Christie, however, conditionally vetoed the bill (A-2579) on Monday, saying he had concerns about what role the program, dubbed Property Assessment Clean Energy (PACE) should have in residential construction. In his veto, he recommended PACE loans be limited to commercial and industrial building and residential properties with five or more units.
The governor’s reservations largely echoed concerns expressed by the Federal Housing Finance Agency, which has threatened legal action in cases in which liens may be placed on properties in which it has an interest.
“Rather than diving headfirst into these murky waters, New Jersey should take a more cautious approach,’’ Christie said in his veto message. He also suggested a limited pilot program involving only 10 municipalities.
Clean energy lobbyists were disappointed in the scaling back of the program to only 10 municipalities.

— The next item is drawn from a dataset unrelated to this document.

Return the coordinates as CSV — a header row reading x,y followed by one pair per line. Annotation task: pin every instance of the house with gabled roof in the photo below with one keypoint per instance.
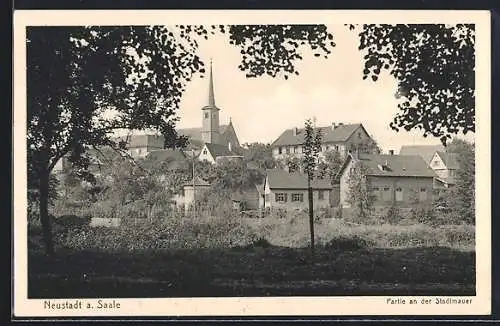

”That’s the killer,’’ said Lyle Rawlings, president and CEO of Advanced Solar Products, a solar firm based in Flemington. Rawlings said there was a lot of anticipation over the proposed expansion of the PACE program. “It’s a great way to save money and do it with more efficient use of capital,’’ he said.
Rawlings also disputed the concerns raised by Christie relating to the residential sector in his veto message. “Other states are pursuing it with no problems,’’ he said. “They are successful and are growing.’’
Under the program, participating municipalities would arrange full financing for the project through private lenders who would be repaid over terms of up to 30 years by a special assessment on the improved building.
Jonathan Cloud, executive director of NJ PACE, a nonprofit that had pushed the legislation, declined extensive comment on the governor’s action, saying the group wanted to talk to the bill’s sponsors.
“At this point, we have no sense what the Legislature wants to do or can do,’’ Cloud said. Its options include accepting the governor’s recommendations or trying to override his conditional veto.
The bill passed by enough votes in both houses to override the governor, but the measure may not be significant enough for lawmakers to spend the political capital to choose that option, according to some of its advocates.